Julians Geschichte, die nach seiner langen Leidenszeit mit Millionen von Sternen und in einer guten Umgebung enden wird, hat mich wütend, aber auch sehr nachdenklich gemacht.
Wie viele Kinder und Jugendliche mag es geben, die ähnliches Leid ertragen müssen und niemand in der unmittelbaren Umgebung spürt etwas, weil die Jugendlichen selbst mit der Zeit so gute Lügner werden, dass sie ihr Umfeld perfekt zu täuschen in der Lage sind.
Schaut genau hin. Im Freundeskreis. In der Klasse. Fragt nach, wenn Euch etwas komisch vorkommt. Macht es so wie Adam. Auch, wenn es schwer ist.
Immer dann, wenn Julians Vater ihn abends fragte, wie viele Sterne sein Tag hatte, fiel die Antwort unterschiedlich aus. Mal waren es wenige, oft viele und dann gab es diese Antwort, wenn er am glücklichsten war: Es sind zu viele, um sie zu zählen. Zehn Millionen Sterne.

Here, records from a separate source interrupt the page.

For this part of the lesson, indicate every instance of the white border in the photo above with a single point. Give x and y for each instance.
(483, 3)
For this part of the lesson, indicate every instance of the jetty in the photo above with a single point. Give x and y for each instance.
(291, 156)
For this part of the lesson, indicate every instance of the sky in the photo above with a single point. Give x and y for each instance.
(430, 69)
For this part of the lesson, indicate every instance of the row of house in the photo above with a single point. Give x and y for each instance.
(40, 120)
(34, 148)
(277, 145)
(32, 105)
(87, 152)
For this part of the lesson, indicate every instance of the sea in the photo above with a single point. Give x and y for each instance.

Das war Julians glückliche Zeit. Das ist lange her.
Mit dem Tag, an dem Julians Eltern bei einem Autounfall sterben, lebt er in einer Pflegefamilie. Was ihm bleibt, ist der große Schrankkoffer mit Familienerinnerungen. Doch das Zusammenleben scheint auf Dauer nicht zu funktionieren. Also muss eine Änderung her.

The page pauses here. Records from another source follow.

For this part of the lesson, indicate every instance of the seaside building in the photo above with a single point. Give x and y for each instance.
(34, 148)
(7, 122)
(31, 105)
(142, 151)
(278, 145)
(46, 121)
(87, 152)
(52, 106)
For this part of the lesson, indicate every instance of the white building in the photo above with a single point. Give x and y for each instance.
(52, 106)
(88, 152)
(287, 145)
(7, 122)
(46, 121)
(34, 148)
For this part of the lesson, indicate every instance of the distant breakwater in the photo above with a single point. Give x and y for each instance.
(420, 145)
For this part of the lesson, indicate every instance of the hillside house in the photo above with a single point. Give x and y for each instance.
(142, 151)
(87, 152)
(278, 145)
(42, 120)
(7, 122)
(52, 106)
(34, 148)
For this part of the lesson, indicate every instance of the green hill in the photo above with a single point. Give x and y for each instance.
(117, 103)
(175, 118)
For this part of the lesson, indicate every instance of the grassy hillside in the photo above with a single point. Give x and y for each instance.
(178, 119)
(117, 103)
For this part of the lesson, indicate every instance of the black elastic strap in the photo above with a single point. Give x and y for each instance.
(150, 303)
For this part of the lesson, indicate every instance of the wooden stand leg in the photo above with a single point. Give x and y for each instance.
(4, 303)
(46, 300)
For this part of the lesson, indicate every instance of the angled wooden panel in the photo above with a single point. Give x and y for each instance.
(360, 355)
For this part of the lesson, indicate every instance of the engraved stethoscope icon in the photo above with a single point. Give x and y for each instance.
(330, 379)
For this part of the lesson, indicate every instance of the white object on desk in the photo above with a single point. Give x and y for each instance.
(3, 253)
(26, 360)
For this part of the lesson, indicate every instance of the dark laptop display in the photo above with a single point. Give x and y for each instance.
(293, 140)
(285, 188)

Sein Onkel Russell nimmt ihn auf. Was Julian zu diesem Zeitpunkt nicht weiß: Russell hat ihn mit fragwürdigen Argumenten aus der Familie geholt und Julian in dem Glauben gelassen, es sei seine Schuld, dass er die Familie verlassen muss. Er würde zu viele Probleme machen.
Was Julian nicht weiß: Sein Onkel Russell ist seit Jahren arbeitslos. Er ist ein Krimineller, der sehr genau weiß, dass Julians Eltern ihm Geld hinterlassen haben, damit es ihm im Notfall gut geht. Geld, dass Russel sich erschleicht und verprasst. Wer glaubt, Russell würde seinen Neffen gut behandeln und für ihn sorgen, sieht sich getäuscht. Im Gegenteil.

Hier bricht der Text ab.